“Find a quarter. Forget a towel. Marvel at the mystery!” OK, it’s not exactly a haiku. Which isn’t surprising, since I can never remember the rules for making a haiku. Still, a haiku is just a pointer. Words gesturing toward what is outside the reach of words. That’s all I’m trying to do, as are we all, aren’t we? Trying to grasp the ungraspable via glimpses of the unseen.
On my way to get a slice of pizza Saturday I saw a man sitting on the bench outside the Court Street Starbucks. He was holding a guitar case. Walking by him, I noticed something shiny on the sidewalk. A quarter! My lucky day. Bending to pick it up a casually-connected thought skitters across my mind. “Street musician…guitar case…quarter on the sidewalk…bad toss…mine or his or nobody’s?” Faint twinge of guilt, nowhere near enough to stop me from putting the quarter in the change pocket of my hip bag.
On my way to the meeting of my meditation group Sunday I realize that I’ve forgotten to put a towel in my exercise bag. No time to drive home. Bummer! I hate to pay the Courthouse Athletic Club for something I can bring myself for free. Sitting in my car at the club parking lot I rummage through my change pocket. Fingering every corner, a handful of coins emerges. “25, 30, 40, 45, 46, 47, 48, 49, 50!” Just enough. On to the front desk. “I forgot a towel; managed to scrape together 50 cents to rent one.”
“No, don’t worry about it. Here’s a towel.” “Well, thank you.” Hmmmmm. That’s interesting. Have only forgotten a towel a handful of times all the years I’ve been a member of the club, but have always had to pay 50 cents for the privilege of not putting my clothes on over a wet body. Oh, well. On to the stairmaster and the weight machines. Sweat…sweat…sweat. All done. Look out the window. Great, still a warm sunny day. Which reminds me: got to mow and edge the lawn before it rains again—otherwise will get back from vacation to find foot-tall grass. No need to shower, will just get all sweaty again after I get home.
“Here’s the towel back. Never used it.” The front desk girl puts it back on the stack of clean white folded towels she had picked it up from a hour or so ago. I walk back to my car feeling that nothing special just happened. Also, that something special had just happened. And what was most special was that I had no idea whether I had just experienced anything special.
Isn’t the greatest miracle the fact that miracles are so miraculous? That life is so well-ordered, the laws of nature so dependable, the exceptions to the rule so difficult to discern. Whatever is going on here, it is spectacularly produced, directed, and casted. The Cosmic Playwright has fashioned a drama that is so seamless you can’t distinguish the actors from the audience, the script from the improvisations, the auditorium from the lobby. And yet…I can’t help but feel that there is more to the role that I’m playing than I’m aware of. And the same is true for each of us.

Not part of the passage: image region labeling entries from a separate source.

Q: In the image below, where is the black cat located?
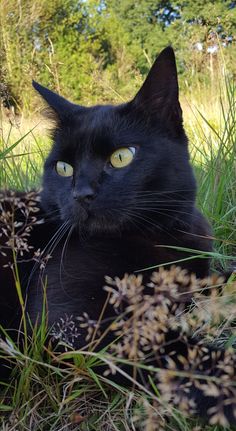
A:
[0,47,236,426]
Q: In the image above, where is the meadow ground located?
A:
[0,79,236,431]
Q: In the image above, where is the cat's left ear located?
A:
[131,46,182,131]
[32,81,80,123]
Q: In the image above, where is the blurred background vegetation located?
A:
[0,0,236,115]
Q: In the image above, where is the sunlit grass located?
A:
[0,76,236,431]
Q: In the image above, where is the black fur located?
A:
[0,48,230,426]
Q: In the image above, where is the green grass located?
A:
[0,77,236,431]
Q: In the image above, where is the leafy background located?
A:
[0,0,236,431]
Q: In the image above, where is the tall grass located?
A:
[0,76,236,431]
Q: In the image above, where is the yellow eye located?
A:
[56,162,73,177]
[110,147,135,168]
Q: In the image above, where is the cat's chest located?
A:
[28,239,155,324]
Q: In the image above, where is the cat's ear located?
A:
[132,46,182,129]
[32,81,80,123]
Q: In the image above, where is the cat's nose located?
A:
[73,187,95,205]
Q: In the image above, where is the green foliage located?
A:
[0,0,236,112]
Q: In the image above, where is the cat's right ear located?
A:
[32,81,80,123]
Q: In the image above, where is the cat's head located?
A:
[33,47,195,234]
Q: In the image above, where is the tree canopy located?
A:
[0,0,236,111]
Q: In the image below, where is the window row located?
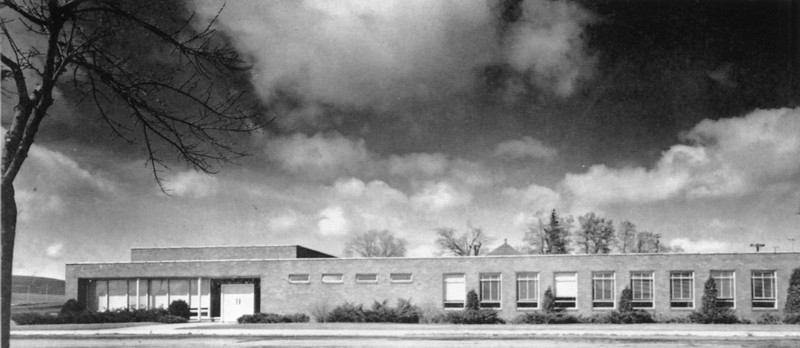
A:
[85,278,210,317]
[289,273,413,284]
[443,271,777,310]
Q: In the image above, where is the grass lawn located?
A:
[11,321,161,331]
[192,323,800,332]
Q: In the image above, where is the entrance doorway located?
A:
[220,284,255,322]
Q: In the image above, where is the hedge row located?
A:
[318,299,422,323]
[236,313,309,324]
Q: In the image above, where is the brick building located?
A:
[66,245,800,321]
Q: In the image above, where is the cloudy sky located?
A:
[3,0,800,277]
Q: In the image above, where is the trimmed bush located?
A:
[512,312,581,324]
[445,309,505,325]
[158,315,189,324]
[59,298,86,315]
[689,277,741,324]
[236,313,310,324]
[783,267,800,314]
[756,313,782,325]
[325,299,422,324]
[325,302,366,323]
[783,313,800,325]
[167,300,192,320]
[310,301,331,323]
[585,310,656,324]
[542,286,556,313]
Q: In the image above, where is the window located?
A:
[555,272,578,308]
[631,272,654,308]
[517,272,539,309]
[322,273,344,284]
[444,273,467,308]
[592,272,614,308]
[669,272,694,308]
[711,271,735,308]
[480,273,502,308]
[356,273,378,283]
[389,273,413,283]
[289,274,311,284]
[753,271,778,308]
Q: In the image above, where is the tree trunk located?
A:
[0,182,17,348]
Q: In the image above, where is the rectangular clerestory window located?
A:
[517,272,539,309]
[752,271,778,308]
[554,272,578,308]
[631,271,655,308]
[480,273,502,308]
[669,271,694,308]
[443,273,467,309]
[711,271,736,308]
[592,272,615,309]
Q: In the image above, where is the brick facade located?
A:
[66,249,800,320]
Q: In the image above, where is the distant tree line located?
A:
[344,209,683,257]
[520,209,683,254]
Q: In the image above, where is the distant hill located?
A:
[11,275,64,295]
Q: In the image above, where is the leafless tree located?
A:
[614,220,636,254]
[344,230,407,257]
[436,226,491,256]
[522,210,547,254]
[0,0,266,347]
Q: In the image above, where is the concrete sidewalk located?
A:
[11,323,800,340]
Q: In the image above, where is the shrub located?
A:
[512,312,581,324]
[394,298,422,324]
[783,267,800,314]
[59,298,86,315]
[419,303,447,324]
[11,313,61,325]
[158,315,189,324]
[542,286,556,313]
[167,300,192,320]
[465,290,481,311]
[756,313,782,325]
[310,301,331,323]
[236,313,309,324]
[445,309,505,325]
[325,302,366,323]
[689,277,741,324]
[586,310,655,324]
[619,286,633,313]
[364,300,397,323]
[783,313,800,324]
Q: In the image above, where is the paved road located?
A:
[11,337,800,348]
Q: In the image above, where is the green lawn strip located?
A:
[189,323,800,332]
[11,322,158,331]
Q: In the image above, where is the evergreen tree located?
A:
[545,209,569,254]
[700,277,717,318]
[784,267,800,314]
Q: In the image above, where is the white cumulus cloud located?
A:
[494,136,558,159]
[266,133,370,177]
[317,206,350,236]
[164,170,219,198]
[562,108,800,207]
[411,182,472,211]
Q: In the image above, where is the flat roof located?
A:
[66,251,800,265]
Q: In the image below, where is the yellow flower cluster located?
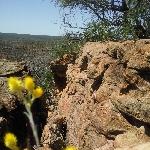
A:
[8,77,22,93]
[8,76,43,100]
[65,145,77,150]
[4,132,19,150]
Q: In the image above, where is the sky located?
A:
[0,0,89,36]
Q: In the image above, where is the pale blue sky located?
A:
[0,0,89,36]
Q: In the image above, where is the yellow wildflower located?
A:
[4,132,19,150]
[65,145,77,150]
[24,76,35,93]
[8,77,23,93]
[32,87,44,99]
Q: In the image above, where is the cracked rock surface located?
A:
[42,40,150,150]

Finding a quarter that gives me just enough loose change to rent a towel that I end up not having to pay for and which I never really needed. Who can fathom the twists and turns in the plot of this complexly-scripted production called “Life”? I’m still enjoying the new Fox series “Wonderfalls” because it tackles head-on that ever-so-intriguing question.
In the last episode Jaye encounters a nun trying to leave her convent and to avoid the priest aiming to bring her back into the fold. Sitting down at a table with the nun and the priest, one of Jaye’s animal figurine companions speaks to her. “Bring her back to him. Bring her back to him.” Jaye has learned to listen when a figurine speaks. The problem, though, is understanding what she hears. First idea: “Oh, you want me to bring her back to Him—God.” Second idea: “Oh, you want me to bring her back to him—the priest.” Good ideas. Both wrong.
But right and wrong don’t matter in “Wonderfalls.” And neither do they matter in life, I’m beginning to strongly suspect. Whatever hidden mysteries lie under the surface obviousness of life, I’ll bet they don’t come with labels of “right” and “wrong.” These are human inventions, not the way the cosmos has operated for at least the past fourteen billion years (and likely much longer).
By the end of the episode we see the priest reunited with the daughter he never met, fathered before he became a priest. “Ah, bring her back to him,” Jaye muses, as she watches the priest hold the girl in his arms. He is the one who ends up leaving the church, while the nun returns to the convent. Go figure. All’s well that ends well. And I believe all truly does end well, every time. We just don’t have the ability to comprehend the cosmic equations that continuously calculate what is to happen next, and why.
Found quarters. Forgotten towels. Marvel at the mystery.